ENHANCED BIOGAS PRODUCTION FROM POULTRY DROPPINGS USING CORN-COB AND WASTE PAPER AS CO-SUBSTRATE.  [PDF]
AREMU, M .O,AGARRY, S. E.
International Journal of Engineering Science and Technology , 2013,
Abstract: The rising cost of conventional fuel in urban areas have necessitates the exploration of other cheap, renewable and sustainable alternative energy sources. This study investigates the potential of plant and animal wastes for biogas production at laboratory scales. The study was carried out through anaerobic fermentation using poultry droppings as main substrate and corn-cob and waste papers as co-substrate.

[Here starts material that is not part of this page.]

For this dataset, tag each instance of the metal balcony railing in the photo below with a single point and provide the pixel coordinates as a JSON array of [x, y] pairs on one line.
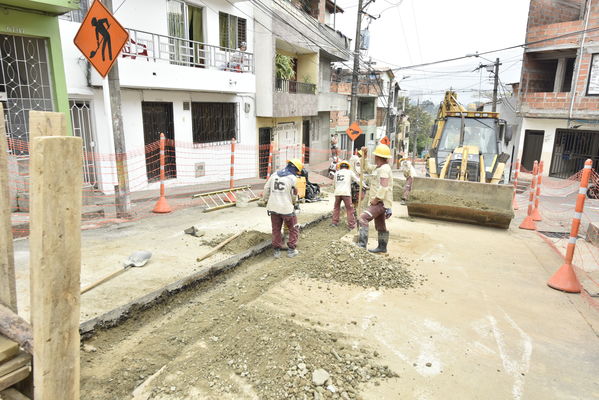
[[185, 52], [286, 86]]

The fermentation was carried out at temperatures between 27 – 35 °C and pH range of 4.2 – 8.0 for a period of 30 days. The results showed that poultry droppings alone in bio-digester A gave a cumulative average biogas volume of 3452 cm3 (115 cm3 day-1) and poultry droppings plus untreated co-substrates in bio-digester B gave a cumulative average biogas volume of 4811 cm3 (160.3 cm3 day-1) while poultry droppings plus treated co-substrates in bio-digesters C gave a cumulative average biogas volume of 6454 cm3 (215.1 cm3 day-1).